I ran short of time so I went with the new old stock.

I have some 11 1/4 dadant deeps and a few dadant buckfast jumbos (20x20) 
The combs are a sight to behold but don't even think about lifting.
The experiment is interesting but I have arrived at no decision yet,
will see what overwinter brings.
Right now I am dealing with 3 sized brood chambers and supers, that is something to avoid on a large scale.
Keep the project small until you make a decision to go with one size.
(I may even try some 8 frame equipment next year, 5 sizes with my 5 frame medium
nucs ....LOL)

PS: I copied this from old post on the board by Odfrank:
_"Historically in North America there were two large brood frame designs, the Dadant and the Langstroth Jumbo. There is no "Dadant Jumbo."

The standard Dadant brood frame (like the one used by Br. Adam) has the dimensions 17 5/8 * 11 1/4 inches. There are 11 of these in the Modified Dadant hive, and 12 in the Buckfast Dadant hive. The frames are spaced wider than Langstroth, on 1 1/2" centers (an important difference).

The Langstroth brood frame is 17 5/8 * 9 1/8 in.
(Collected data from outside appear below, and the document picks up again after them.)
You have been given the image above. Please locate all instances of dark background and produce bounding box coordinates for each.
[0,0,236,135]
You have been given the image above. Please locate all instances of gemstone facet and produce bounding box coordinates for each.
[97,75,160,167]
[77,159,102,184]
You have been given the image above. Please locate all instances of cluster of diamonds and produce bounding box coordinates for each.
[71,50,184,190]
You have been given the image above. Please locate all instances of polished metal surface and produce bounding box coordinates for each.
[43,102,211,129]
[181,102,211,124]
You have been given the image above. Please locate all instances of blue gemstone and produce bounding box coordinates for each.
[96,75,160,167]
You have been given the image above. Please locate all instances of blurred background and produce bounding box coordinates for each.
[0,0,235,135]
Normally used in an 8 or 10 frame configuration. (One of the reasons why the 10 fr. hive became popular is because the 8-fr. had a tendency to tip over.) Frame spacing is 1 3/8" center to center.

The Langstroth Jumbo brood frame is deeper, at 11 1/4", making it similar to the Dadant brood frame, but it retains the narrower spacing." _
BM


----------



## wbee (Mar 4, 2005)

The "jumbo" went away years ago - it was being phased out when I started as a millwright here back in '79 - I am sure there are several reasons, but from a manufacturing standpoint, the lumber mills standarized on 12" as widest width of 4/4 boards they would produce - 12" wide really is 11 1/4" wide, just as 10" wide is really 9 1/4", etc. So the lumber was no longer available. We also quit making the 11 1/4" frames as there really wasn't a need for those anymore either. I think we sold out any remaining inventory of 11 1/4" end bars about five years ago.

Rick
Western Bee


----------



## bluegrass (Aug 30, 2006)

https://secure.thorne.co.uk/cgi-bin...ge&THISPAGE=page10024.html&ORDER_ID=288364937

Toward the bottom of the page.


----------



## brushmouth (Jan 17, 2010)

bluegrass said:


> https://secure.thorne.co.uk/cgi-bin...ge&THISPAGE=page10024.html&ORDER_ID=288364937
> 
> Toward the bottom of the page.


Ah, that's like $309.00 for 100 frames only with shipping to USA.
I have paypal, how many do you want?....LOL
Seriously, you make a good point, they are in common usage in Europe.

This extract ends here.